通勤途中に転んだり、自転車やバイクのスリップ事故でケガをしたりすると、労災になって給付金が出る場合があります。勤務時間中のケガだけでなく、通勤中のケガも労災の対象です。申請し忘れて給付金をもらい損ねないように、労災の対象やいくら給付金が出るのか、正しく理解しておきましょう。
労災なら治療費の全額が支給される
職場に向かう途中や仕事が終わった後の帰宅途中のケガは、基本的に労災になるので治療費が全額支給されます。
労災保険の指定医療機関で受診すれば、原則無償で治療を受けられるので自己負担はありません。近くに指定医療機関がなく、他の病院を受診した場合は、治療費や薬代を一旦本人が支払いますが、手続きによって全額が戻ってきます。
ただし、労災の対象になる通勤とは「合理的な経路・方法による通勤」を指すので、この定義に当てはまらないならケガをしても労災になりません。
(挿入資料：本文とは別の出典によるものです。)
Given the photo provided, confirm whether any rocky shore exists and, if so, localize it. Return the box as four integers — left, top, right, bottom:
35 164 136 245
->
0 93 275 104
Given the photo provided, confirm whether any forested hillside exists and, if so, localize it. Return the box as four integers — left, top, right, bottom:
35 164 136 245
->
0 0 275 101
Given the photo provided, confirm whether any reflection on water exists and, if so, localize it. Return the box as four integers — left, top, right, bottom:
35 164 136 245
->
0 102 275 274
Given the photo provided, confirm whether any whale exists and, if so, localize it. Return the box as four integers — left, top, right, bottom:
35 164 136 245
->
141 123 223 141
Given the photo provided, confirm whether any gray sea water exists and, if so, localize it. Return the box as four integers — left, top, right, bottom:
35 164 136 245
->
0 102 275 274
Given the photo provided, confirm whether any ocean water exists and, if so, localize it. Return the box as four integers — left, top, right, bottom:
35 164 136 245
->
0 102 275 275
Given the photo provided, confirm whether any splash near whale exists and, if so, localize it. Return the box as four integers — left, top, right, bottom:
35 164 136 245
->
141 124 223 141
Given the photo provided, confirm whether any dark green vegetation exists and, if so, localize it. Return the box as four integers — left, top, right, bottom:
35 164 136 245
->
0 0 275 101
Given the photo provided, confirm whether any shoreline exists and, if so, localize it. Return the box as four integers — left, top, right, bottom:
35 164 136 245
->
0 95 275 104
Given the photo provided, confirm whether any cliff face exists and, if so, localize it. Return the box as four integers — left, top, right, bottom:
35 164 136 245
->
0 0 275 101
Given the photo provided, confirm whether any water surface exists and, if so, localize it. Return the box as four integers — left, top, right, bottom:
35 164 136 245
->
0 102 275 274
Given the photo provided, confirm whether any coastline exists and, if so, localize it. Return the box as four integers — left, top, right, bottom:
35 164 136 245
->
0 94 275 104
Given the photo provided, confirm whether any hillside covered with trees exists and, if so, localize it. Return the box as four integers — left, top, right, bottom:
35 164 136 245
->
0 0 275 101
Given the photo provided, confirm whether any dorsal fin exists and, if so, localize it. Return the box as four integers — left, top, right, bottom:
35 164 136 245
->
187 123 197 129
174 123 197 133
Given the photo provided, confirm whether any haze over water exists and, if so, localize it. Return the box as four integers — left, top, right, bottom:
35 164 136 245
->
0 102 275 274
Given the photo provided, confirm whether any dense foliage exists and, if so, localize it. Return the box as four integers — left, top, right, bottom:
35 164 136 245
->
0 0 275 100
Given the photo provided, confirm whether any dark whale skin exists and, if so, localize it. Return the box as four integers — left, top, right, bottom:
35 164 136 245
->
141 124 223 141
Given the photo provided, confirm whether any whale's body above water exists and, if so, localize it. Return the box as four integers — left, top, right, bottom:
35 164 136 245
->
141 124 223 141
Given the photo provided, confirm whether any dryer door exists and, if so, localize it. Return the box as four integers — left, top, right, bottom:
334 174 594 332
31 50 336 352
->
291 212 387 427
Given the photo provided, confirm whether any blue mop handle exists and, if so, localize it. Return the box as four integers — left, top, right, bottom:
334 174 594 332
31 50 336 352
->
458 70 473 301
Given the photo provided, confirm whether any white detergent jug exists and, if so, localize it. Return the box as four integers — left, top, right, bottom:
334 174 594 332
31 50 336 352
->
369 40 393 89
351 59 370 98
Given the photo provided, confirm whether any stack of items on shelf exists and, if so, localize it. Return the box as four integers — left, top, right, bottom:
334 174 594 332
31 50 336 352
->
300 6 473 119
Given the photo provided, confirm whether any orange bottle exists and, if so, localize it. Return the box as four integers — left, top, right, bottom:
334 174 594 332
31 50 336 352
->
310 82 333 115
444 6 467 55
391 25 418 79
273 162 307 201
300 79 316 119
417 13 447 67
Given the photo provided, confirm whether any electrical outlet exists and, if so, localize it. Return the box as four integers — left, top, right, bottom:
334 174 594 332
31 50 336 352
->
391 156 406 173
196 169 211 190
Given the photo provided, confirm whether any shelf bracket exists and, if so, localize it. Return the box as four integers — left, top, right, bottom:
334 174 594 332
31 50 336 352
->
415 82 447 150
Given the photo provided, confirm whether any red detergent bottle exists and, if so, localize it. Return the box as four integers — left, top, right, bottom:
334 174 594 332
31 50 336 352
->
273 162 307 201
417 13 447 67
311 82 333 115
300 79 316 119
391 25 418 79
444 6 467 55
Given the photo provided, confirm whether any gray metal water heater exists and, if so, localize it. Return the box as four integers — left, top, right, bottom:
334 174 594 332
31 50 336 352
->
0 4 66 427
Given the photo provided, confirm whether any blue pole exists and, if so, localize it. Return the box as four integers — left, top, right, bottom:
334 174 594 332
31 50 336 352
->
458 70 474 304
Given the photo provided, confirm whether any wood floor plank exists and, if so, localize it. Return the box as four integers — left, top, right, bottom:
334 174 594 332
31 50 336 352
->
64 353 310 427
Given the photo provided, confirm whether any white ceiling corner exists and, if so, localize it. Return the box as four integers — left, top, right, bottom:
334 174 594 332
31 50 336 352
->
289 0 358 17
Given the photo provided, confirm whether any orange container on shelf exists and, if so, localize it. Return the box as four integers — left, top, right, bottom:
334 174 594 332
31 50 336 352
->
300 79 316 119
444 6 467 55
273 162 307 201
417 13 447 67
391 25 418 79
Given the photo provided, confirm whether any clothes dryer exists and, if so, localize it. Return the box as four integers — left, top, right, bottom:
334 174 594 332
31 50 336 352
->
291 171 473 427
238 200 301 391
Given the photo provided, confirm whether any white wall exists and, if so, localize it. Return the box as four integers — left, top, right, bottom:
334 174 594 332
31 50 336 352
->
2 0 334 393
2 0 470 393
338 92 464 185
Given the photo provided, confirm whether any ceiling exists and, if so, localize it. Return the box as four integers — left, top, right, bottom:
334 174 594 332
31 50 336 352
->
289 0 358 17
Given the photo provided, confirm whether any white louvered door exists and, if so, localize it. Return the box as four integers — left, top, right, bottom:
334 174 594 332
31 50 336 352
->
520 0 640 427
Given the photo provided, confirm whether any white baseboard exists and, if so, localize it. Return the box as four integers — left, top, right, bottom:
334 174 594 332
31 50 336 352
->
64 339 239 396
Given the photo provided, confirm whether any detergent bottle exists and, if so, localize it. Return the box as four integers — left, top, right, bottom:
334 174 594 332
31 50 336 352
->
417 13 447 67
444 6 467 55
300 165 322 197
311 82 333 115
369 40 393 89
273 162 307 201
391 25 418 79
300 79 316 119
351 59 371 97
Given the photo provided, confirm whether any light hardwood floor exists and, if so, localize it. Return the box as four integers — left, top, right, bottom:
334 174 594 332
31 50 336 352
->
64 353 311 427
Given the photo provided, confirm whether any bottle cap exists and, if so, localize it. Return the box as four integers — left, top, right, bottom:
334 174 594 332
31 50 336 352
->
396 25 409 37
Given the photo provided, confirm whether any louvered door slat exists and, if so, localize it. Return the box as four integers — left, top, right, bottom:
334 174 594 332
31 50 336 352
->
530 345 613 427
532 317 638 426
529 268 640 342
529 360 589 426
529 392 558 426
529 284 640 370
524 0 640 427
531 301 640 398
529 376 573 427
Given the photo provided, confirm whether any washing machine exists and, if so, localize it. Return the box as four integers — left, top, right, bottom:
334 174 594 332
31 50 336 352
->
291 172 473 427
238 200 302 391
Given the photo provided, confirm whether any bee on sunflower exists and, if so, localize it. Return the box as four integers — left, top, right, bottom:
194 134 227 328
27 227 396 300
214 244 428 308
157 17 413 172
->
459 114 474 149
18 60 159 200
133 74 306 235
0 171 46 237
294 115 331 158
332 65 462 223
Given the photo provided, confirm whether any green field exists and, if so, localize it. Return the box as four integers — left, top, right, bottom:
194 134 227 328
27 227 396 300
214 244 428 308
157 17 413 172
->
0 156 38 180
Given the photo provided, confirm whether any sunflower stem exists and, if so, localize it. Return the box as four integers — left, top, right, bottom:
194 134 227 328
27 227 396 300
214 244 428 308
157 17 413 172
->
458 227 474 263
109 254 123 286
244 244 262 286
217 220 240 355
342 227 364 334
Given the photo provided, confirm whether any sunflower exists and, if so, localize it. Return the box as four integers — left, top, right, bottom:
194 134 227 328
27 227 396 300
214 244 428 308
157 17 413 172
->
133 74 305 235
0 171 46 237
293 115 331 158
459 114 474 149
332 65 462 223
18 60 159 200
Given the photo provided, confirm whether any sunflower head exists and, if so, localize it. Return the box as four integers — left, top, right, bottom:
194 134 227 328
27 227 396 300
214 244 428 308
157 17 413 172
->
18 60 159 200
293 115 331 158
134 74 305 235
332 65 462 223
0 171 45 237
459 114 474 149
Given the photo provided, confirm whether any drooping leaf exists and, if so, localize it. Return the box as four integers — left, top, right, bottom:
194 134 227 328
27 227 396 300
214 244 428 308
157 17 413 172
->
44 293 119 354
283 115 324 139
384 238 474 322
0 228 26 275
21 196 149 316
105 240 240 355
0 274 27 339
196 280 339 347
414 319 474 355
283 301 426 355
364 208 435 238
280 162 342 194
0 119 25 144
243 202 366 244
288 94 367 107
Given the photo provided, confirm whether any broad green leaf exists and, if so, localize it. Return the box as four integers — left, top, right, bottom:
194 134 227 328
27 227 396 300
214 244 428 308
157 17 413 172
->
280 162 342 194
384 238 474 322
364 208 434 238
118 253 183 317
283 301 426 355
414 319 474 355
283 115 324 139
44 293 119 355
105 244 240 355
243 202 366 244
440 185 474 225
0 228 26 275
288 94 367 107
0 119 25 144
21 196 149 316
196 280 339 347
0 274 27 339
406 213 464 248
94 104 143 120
例えば会社に伝えた経路と違うルートを使った場合、合理的な経路なら労災扱いでしょうが、何となく遠回りをした場合は合理的な理由がないため、労災にならない可能性があります。
また、通勤途中に寄り道をした場合、申請した経路を変更した後のケガは労災になりません。そのため、帰宅途中に飲み屋に寄り、その後酔ってケガをした場合は労災の対象外です。
労災で4日以上休むと給料の8割が支給される
通勤途中のケガが原因で休む場合、休業4日目から給料の8割をもらえます。労災保険の休業給付と呼ばれるものです。
月給25万円の人なら8割は20万円なので、1日あたり約6,500円の給付金が出る計算です。正社員だけでなく、アルバイトやパートも要件を満たせば受け取れます。
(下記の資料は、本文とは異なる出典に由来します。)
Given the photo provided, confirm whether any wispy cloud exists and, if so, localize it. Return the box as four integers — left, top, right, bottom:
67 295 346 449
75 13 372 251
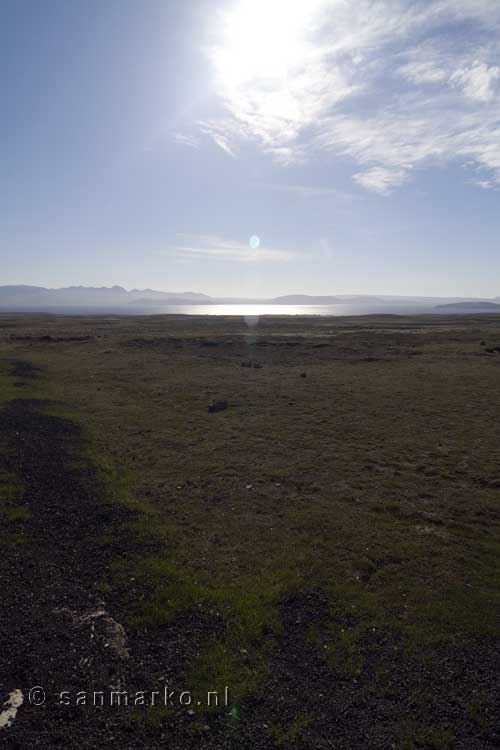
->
170 233 297 263
201 0 500 194
172 133 201 149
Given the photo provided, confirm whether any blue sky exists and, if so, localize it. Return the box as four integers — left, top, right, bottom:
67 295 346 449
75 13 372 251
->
0 0 500 296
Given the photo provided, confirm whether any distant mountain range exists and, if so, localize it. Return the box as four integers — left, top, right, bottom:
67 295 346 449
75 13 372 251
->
436 297 500 312
0 285 500 314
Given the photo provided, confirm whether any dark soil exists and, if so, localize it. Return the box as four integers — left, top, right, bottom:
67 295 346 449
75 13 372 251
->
0 362 500 750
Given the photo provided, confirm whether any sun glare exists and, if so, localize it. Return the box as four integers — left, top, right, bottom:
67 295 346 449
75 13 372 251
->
214 0 320 90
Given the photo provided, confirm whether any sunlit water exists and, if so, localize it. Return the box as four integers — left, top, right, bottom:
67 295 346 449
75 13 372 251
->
0 302 482 319
131 304 439 317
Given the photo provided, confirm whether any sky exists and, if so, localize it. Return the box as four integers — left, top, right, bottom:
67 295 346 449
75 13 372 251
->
0 0 500 297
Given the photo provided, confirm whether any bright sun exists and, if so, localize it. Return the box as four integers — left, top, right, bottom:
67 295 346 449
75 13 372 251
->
214 0 321 90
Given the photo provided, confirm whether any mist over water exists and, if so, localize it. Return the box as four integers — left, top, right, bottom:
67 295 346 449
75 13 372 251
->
126 303 454 319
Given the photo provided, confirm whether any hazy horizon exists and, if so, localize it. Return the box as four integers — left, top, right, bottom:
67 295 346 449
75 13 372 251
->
0 0 500 298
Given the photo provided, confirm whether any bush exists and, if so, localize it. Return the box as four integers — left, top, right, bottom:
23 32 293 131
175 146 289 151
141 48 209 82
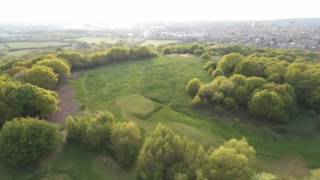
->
211 69 224 79
217 53 242 74
0 118 62 166
209 139 255 180
249 90 286 120
15 66 58 90
36 58 70 78
223 97 238 110
0 80 59 124
200 52 211 60
111 122 142 167
186 78 202 97
191 95 202 107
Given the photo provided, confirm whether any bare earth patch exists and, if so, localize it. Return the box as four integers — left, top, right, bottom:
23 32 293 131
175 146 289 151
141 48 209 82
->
49 84 80 123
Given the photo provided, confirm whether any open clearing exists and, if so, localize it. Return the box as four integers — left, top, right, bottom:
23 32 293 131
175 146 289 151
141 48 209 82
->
73 56 320 167
0 56 320 180
116 95 160 119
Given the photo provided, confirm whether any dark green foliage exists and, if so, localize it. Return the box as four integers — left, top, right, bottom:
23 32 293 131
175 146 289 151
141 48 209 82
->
36 58 70 78
217 53 242 74
66 112 142 167
14 66 58 90
0 118 62 166
211 69 224 79
200 52 211 60
249 90 286 120
138 125 255 180
186 78 202 97
0 80 59 124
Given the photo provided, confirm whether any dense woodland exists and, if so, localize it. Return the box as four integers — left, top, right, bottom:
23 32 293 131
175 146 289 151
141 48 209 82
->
0 44 320 180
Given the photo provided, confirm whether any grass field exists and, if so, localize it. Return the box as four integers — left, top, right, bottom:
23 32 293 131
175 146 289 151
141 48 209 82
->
0 56 320 180
73 56 320 167
141 40 177 46
0 43 7 50
6 42 69 49
74 37 119 44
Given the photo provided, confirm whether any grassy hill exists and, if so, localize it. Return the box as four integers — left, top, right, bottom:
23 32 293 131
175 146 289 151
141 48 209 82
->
73 56 320 167
0 56 320 180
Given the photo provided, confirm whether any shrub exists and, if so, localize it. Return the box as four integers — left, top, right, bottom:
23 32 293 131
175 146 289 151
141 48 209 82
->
249 90 286 120
0 80 59 124
111 122 142 167
209 139 255 180
217 53 242 74
223 97 238 110
36 58 70 78
191 95 202 107
0 118 62 166
186 78 202 96
211 69 224 79
200 52 211 60
15 66 58 89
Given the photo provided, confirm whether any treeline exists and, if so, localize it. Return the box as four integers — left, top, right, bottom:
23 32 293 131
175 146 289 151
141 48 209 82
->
58 46 157 70
186 51 320 121
159 44 320 61
0 112 320 180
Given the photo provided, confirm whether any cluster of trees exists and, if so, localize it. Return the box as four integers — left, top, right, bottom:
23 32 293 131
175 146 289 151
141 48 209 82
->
58 46 157 70
186 51 320 121
0 78 59 124
66 112 142 167
6 56 70 90
0 117 63 166
137 125 276 180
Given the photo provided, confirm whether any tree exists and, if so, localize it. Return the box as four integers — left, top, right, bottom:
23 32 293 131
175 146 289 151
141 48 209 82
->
0 118 62 166
186 78 202 96
249 90 286 120
245 76 266 94
138 125 183 180
217 53 242 74
36 58 70 78
111 122 142 167
15 66 58 90
211 69 224 79
208 139 255 180
0 80 59 124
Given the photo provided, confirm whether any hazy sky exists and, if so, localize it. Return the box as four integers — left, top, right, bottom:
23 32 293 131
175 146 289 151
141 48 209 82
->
0 0 320 24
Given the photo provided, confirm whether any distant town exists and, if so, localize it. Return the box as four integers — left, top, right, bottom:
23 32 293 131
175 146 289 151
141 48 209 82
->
0 18 320 55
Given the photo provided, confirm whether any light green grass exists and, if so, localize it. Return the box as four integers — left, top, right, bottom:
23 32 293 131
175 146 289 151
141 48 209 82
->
7 41 69 49
0 43 7 50
73 56 320 167
0 144 135 180
116 95 160 119
74 37 119 44
141 40 177 46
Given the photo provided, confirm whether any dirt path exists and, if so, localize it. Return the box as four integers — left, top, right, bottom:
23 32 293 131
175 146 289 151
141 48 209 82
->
49 81 80 123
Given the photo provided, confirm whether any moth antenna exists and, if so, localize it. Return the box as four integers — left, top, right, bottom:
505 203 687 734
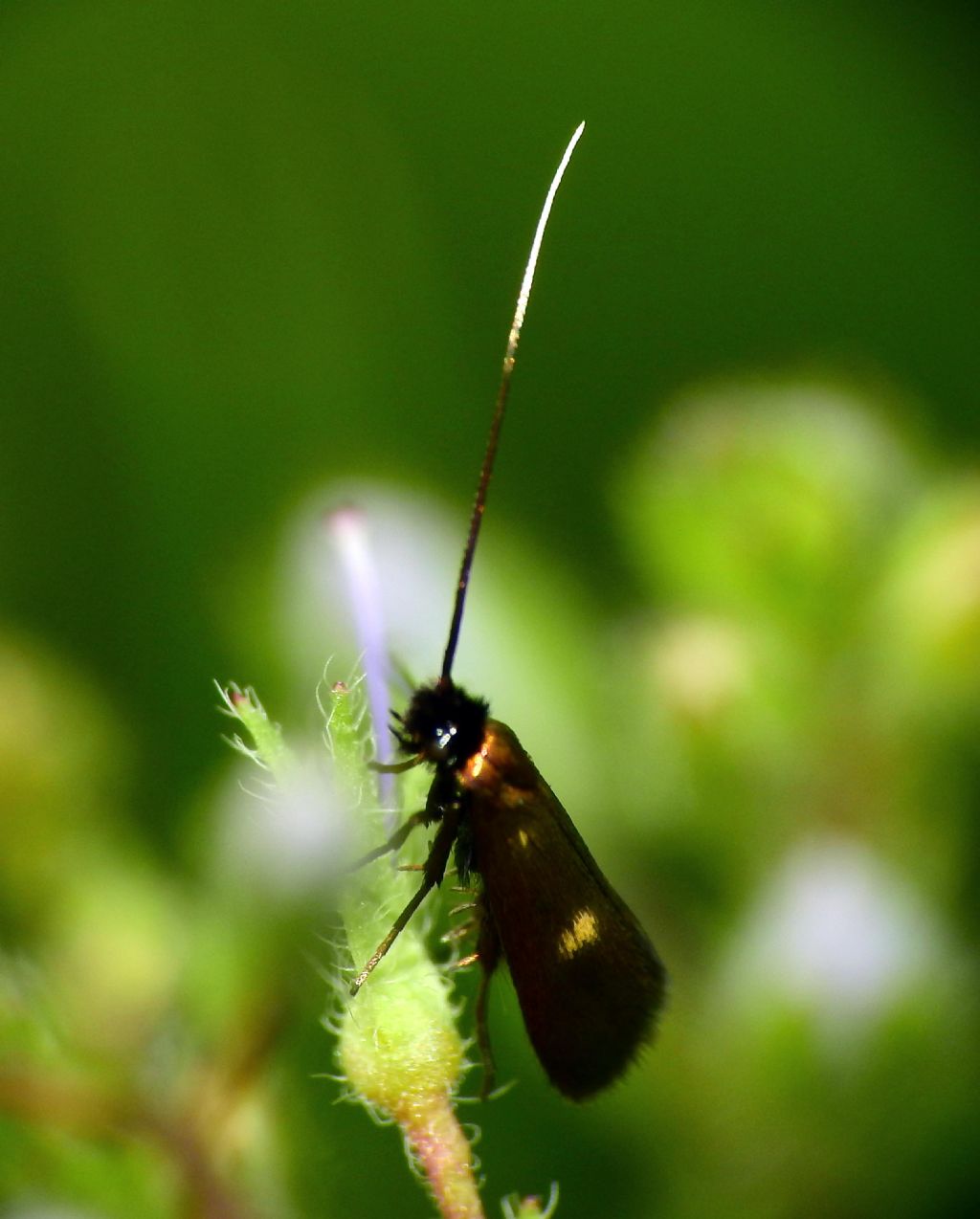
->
441 123 585 681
ただし、休業給付を申請しても労災認定に時間がかかることがあり、すぐに支給されるとは限りません。実際に給付金をもらうまで、1~2ヵ月ほどかかることもあります。
仕事を休んで給料が出なくても、労災保険から8割が出れば生活資金として使えますが、実際に受け取るまでの間は自分で生活資金を用意しなければなりません。生活費のやりくりには注意しましょう。